In the first phase, I was still quite risk-aware, using a small position with 20x leverage, experiencing both wins and losses, and sometimes holding positions. Significant losses or liquidation would make me feel uneasy. I tried to summarize the reasons for my failures, but there wasn't much improvement. Looking back, the profits were basically based on luck. Even if I could catch some profits, due to human nature's aversion to risk, I would often take a small profit and run, while stubbornly holding onto losses, failing to grasp a good risk-reward ratio. This phase lasted quite a long time.

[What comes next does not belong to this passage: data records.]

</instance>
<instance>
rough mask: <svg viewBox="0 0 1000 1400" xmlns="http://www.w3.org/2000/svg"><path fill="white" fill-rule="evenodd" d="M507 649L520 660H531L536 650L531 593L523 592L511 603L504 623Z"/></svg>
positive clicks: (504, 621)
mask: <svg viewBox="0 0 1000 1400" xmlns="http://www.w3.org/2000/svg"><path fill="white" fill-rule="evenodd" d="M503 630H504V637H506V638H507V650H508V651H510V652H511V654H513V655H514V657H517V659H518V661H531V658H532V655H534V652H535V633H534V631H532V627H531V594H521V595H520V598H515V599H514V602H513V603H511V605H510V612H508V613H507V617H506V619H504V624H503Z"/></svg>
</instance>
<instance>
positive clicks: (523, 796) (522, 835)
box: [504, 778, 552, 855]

In the second phase, I learned some technical analysis, trend trading, speculated on the thoughts of market makers, etc. I continually validated these ideas through futures trading. Although there were profits and losses, a significant loss would often result in heavy damage. After watching some KOL videos, I benefited greatly and felt that these accumulated losses were not worth it compared to joining a paid channel; trading still requires some strategies. So after joining, my leverage skyrocketed from 20x to 100x, focusing on the short-term ETH trades provided, all based on just a few points. I anxiously followed the K-line movements, staring at my phone in restlessness. On the first day, luck wasn’t on my side; I made one trade with a floating loss and another that hit my stop loss, resulting in over 3000 U lost on the first day. Just the trading fee for opening a position was already over a thousand bucks, and it was instantly heart-wrenching. Later, I gradually opened more trades with both losses and gains, but due to high leverage, hitting the stop loss essentially meant losing my position, and once a spike occurred, I would passively hit the stop loss. Finally, after several bad luck episodes, I lost most of my U and chose to give up.

At the same time, I started to buy more of my coins at lower prices, using a coin-based leverage of no more than 5x, slowly accumulating holdings, and gradually adding positions during downturns. Cumulatively, it turned out that I also had a considerable profit, and I finally understood that a stable mindset with low leverage is more suitable.